The club have had a fee accepted for Everton striker Jelavic, thought to be a club record, and hope to tie up the deal imminently and have opened talks with West Brom over Republic of Ireland forward Long.
He would also command a figure around or above Hull's previous high of £5.25million for Tom Huddlestone and if both deals come off Allam would have sanctioned a new era of spending at the KC Stadium.
Despite saving Hull from financial oblivion and overseeing their promotion to the top flight, he has made himself a controversial figure in East Yorkshire by announcing his intention to ditch the historic Hull City AFC identity in favour of his preferred 'Hull Tigers'.

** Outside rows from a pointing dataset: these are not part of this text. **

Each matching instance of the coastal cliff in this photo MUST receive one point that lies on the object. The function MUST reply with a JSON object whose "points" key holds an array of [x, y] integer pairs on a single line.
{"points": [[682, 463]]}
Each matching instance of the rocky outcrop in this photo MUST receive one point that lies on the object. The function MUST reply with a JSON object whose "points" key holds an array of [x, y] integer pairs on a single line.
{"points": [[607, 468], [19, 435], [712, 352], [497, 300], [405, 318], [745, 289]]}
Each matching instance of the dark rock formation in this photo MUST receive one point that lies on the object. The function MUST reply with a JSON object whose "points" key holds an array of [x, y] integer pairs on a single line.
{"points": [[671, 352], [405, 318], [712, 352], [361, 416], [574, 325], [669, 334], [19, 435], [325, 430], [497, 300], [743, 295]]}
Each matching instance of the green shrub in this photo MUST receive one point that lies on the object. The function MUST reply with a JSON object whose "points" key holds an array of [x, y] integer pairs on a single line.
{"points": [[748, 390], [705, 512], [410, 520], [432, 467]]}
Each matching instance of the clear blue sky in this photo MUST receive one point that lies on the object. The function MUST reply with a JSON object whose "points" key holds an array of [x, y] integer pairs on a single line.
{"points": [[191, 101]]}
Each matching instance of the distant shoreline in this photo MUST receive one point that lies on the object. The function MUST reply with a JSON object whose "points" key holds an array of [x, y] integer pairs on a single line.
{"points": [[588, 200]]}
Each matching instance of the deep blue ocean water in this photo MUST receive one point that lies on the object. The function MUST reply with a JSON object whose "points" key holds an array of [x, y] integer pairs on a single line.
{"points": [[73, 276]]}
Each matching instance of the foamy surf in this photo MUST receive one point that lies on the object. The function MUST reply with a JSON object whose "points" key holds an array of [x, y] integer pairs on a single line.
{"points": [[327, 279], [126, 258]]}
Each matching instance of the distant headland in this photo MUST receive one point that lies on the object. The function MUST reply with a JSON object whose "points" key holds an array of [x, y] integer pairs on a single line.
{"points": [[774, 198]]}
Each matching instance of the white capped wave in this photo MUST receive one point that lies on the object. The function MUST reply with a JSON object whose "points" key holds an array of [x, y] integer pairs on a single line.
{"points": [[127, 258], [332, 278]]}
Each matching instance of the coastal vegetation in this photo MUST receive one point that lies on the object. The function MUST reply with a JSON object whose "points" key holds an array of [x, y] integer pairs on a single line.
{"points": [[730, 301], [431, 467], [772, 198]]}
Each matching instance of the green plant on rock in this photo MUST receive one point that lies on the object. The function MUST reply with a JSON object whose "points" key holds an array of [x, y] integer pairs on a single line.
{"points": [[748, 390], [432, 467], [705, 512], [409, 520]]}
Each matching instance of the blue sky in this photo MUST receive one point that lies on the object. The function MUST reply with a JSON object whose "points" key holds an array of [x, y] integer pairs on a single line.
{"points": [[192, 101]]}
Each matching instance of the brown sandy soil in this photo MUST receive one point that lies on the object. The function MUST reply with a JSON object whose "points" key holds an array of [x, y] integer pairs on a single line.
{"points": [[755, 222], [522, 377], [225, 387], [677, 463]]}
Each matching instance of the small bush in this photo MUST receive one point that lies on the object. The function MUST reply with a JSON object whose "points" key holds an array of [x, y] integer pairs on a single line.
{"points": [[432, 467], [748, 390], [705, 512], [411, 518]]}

The matter is currently being assessed by the Football Association, but while fans still chant their opposition to Allam's proposals at matches, Bruce is focusing on the support the Egyptian businessman has given him.
"There is a lot of nonsense over a name change. For me the chairman has not only rescued the club but has signalled his intent to say 'we want to try to stay here'," said Bruce.
"He wants his club in the Premier League and he is trying to back me as much as he can. The outside world talk about us in the wrong vein, like he is someone who has come in and doesn't understand.
"He's been here for 45 years and wants the community of Hull to have a Premier League team.
"He's put a lot of money in to back that so everyone should be delighted he is the chairman. I've certainly enjoyed working for him and trying to do some business shows you what we are and what we are trying to be."
Asked if the pursuit of Jelavic and Long represented a risk, Bruce responded: "Everything is a gamble but what I've always said is that we never want to put the club in a financial mess.
"With the size of the money invested in the Premier League these days, the chairman has put his money where his mouth is and one thing he won't do is put the club in distress."